The Francis Howell North girls basketball coach Dawn Hahn has been prepping for a new season with “big conversations” and applying teaching skills to promote a culture shift.
For the past four years, the FHN girls basketball team has struggled with many scattered inconsistencies. Coach Hahn believes this was an issue due to the lack of work ethic, preparation, success and so on. Knowing she had to make a change, her goal is to promote a culture shift for the team.
“My main priority this season is to make sure that we have a culture that we can all be proud of and buy into, and support each other with,” Hahn said. “I think as soon as we establish that everything else will become more consistent for us.”
Hahn is taking advantage of new tools to teach the girls skills that will aid the way they think about certain situations. Two times a week they meet in Hahn’s classroom at FHN where they have their “big conversations.” These conversations consist of life skills such as how to treat people, how to deal with pressure, how to take criticism and more.
“Those are skills that – whether you’re playing sports or not – it’s gonna be something you need in your family, it’s gonna be something you need in your job, it’s gonna be things you need in education,” Hahn said. “Sports for me is just one vehicle that we teach those lessons.”
2018 tryouts were held late October and lasted three days. The girls were tested on skill level and how they react under pressure. This helps Hahn know who was the most coachable because she can see who the girls really are.
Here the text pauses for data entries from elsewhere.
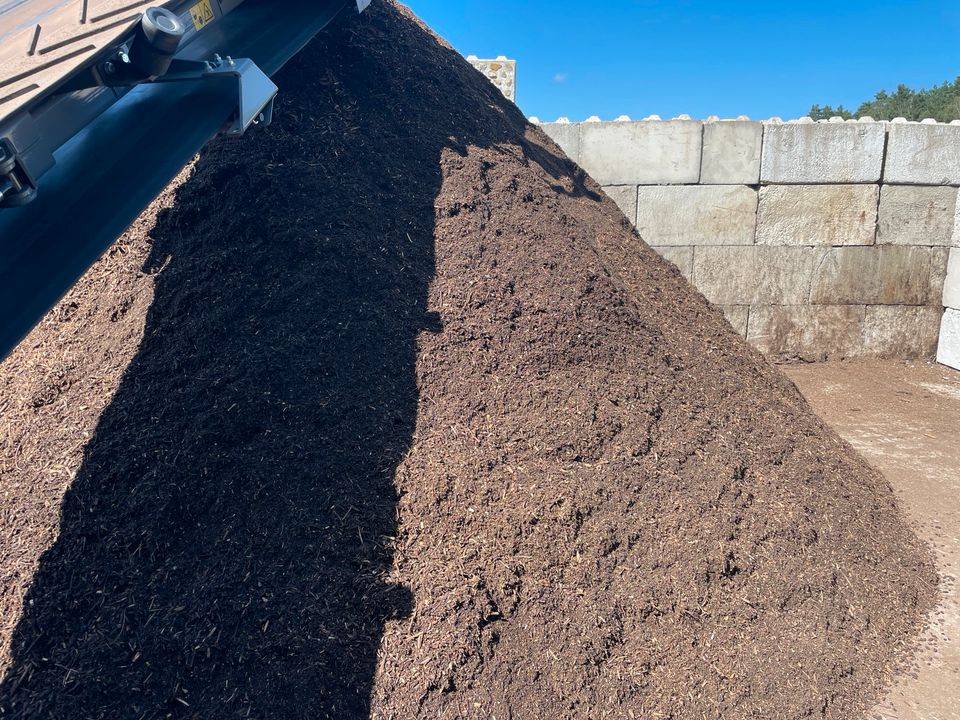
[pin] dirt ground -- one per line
(905, 418)
(399, 418)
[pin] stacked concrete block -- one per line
(738, 316)
(813, 153)
(731, 153)
(917, 215)
(754, 275)
(816, 239)
(642, 153)
(808, 332)
(895, 331)
(817, 215)
(951, 284)
(625, 196)
(921, 154)
(697, 214)
(887, 275)
(948, 351)
(501, 71)
(682, 257)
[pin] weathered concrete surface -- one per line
(625, 196)
(501, 71)
(948, 351)
(738, 316)
(682, 257)
(898, 331)
(882, 275)
(904, 417)
(642, 153)
(807, 332)
(754, 275)
(811, 153)
(951, 284)
(567, 136)
(731, 153)
(923, 154)
(697, 215)
(817, 215)
(916, 215)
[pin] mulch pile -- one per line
(386, 412)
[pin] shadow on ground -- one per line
(225, 547)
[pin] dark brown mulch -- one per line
(418, 427)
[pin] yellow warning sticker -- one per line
(202, 14)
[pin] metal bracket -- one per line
(255, 90)
(23, 158)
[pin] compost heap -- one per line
(386, 412)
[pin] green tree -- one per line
(941, 102)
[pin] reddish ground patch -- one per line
(418, 427)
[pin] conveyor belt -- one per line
(118, 147)
(44, 41)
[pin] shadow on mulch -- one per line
(225, 548)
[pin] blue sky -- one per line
(703, 57)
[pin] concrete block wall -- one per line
(816, 239)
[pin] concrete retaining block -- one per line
(625, 196)
(948, 349)
(697, 215)
(567, 136)
(738, 317)
(808, 332)
(880, 275)
(923, 154)
(951, 284)
(754, 275)
(682, 257)
(642, 153)
(839, 153)
(896, 331)
(915, 215)
(817, 215)
(731, 153)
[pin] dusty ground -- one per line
(905, 418)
Before tryouts, the girls went through a series of preseason workouts.
“We met twice a week and those workouts consisted of individual skills and drills on the floor,” Hahn said. “We also lifted weights, we did some speed and agility training, and we also did some sprints out on the track that everybody was a huge fan of.”
Hahn does her best to prepare her athletes for whatever happens on the floor and believes they have a good shot at an incredible season due to the incredible talent, attitude, and energy assembled.
“I am most looking forward to the group of girls who have been together for the years of inconsistency to realize what it’s going to take for us to pull together, especially for my seven seniors,” Hahn said. “I want to see them walk away from the program the last time knowing that they are leaving the program better than it was for them and that they’re leaving being better people because of it, and hopefully that translates to a whole bunch of wins along the way.”